Basmi Korupsi Atau Revolusi

Basmi Korupsi Atau Revolusi

by M Rizal Fadillah

Bacaan Lainnya

9 Desember adalah Hari Anti Korupsi Se-dunia (International Anti Corruption Day). Jika dilombakan maka Indonesia pantas mengajukan Jokowi untuk mewakili.

Modal penghargaan sudah dimiliki yakni sebagai finalis koruptor kelas dunia (Person of the Year in Corruption) menurut Organization Crime and Corruption Reporting Project (OCCRP) yang merilis hasil investigasinya pada akhir tahun 2024.

Tentu kita tidak bangga dengan memiliki Kepala Negara yang dibaca oleh 50 Jurnal independen dan  jaringan enam benua sebagai tokoh koruptor kelas dunia. Sebaliknya kita malu betapa bobroknya negara.

Kebobrokan itu terbaca oleh jaringan komunitas jurnalis internasional. Kerjasama dengan jurnal lokal menambah valid atas data investigasi.

Peta korupsi dalam negeri menggambarkan Jokowi sebagai raja korupsi. Enam Menteri di era Jokowi terpidana korupsi yaitu Eddy Prabowo (Gerindra), Idrus Marham (Golkar), Imam Nahrowi (PKB), Yasin Limpo (Nasdem), Johnny G Plate (Nasdem), dan Juliari Batubara (PDIP).

Jokowi memainkan korupsi untuk mencengkeram partai politik. Korupsi dirinya aman dari sentuhan hukum.
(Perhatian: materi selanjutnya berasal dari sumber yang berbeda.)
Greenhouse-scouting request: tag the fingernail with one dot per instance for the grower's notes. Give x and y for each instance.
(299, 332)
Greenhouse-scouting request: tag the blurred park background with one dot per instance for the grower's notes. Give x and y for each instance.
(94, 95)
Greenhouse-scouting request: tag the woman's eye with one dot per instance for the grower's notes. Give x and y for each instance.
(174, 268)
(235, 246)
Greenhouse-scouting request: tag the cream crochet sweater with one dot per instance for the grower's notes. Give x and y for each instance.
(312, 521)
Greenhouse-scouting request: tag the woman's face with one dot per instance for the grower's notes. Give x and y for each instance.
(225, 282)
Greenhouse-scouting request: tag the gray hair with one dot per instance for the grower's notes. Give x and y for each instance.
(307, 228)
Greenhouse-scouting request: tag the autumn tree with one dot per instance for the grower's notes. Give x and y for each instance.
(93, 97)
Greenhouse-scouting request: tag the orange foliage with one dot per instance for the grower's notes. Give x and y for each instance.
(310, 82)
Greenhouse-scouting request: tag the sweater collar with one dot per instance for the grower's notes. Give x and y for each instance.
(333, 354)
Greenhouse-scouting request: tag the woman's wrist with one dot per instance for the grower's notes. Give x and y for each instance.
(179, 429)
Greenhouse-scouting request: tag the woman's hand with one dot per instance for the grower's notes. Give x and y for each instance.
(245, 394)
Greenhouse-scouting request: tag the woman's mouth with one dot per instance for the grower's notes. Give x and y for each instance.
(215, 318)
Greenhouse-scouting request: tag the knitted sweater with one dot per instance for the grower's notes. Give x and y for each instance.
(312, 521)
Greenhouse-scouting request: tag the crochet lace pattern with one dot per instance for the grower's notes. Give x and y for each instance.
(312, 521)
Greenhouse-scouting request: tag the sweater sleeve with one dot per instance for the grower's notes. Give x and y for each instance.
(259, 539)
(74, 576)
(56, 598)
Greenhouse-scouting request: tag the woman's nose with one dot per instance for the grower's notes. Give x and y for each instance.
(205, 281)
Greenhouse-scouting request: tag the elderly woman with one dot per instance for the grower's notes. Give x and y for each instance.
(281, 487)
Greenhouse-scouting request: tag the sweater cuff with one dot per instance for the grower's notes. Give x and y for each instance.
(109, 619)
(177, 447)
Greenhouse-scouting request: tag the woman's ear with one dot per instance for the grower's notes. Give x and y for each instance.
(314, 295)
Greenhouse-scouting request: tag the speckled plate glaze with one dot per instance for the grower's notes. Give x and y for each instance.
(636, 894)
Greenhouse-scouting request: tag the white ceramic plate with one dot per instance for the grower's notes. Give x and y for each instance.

KPK, Kejagung, dan Kepolisian menjadi tangan kuat kepentingan sekaligus pelindung sang maestro.

Sejak menjabat sebagai Walikota Surakarta, Gubernur DKI, Presiden RI, bahkan setelah pensiun jejak korupsi Jokowi mudah untuk dilacak.

Sebagai contoh pelepasan aset Pemkot Surakarta Hotel Maliyawan tanpa persetujuan DPRD jelas menguntungkan Jokowi dan pemilik PT Sritex, duplikasi data BPMKS (dana pendidikan) dan pengadaan bus Trans Jakarta menggelontor duit ke kantong Gubernur.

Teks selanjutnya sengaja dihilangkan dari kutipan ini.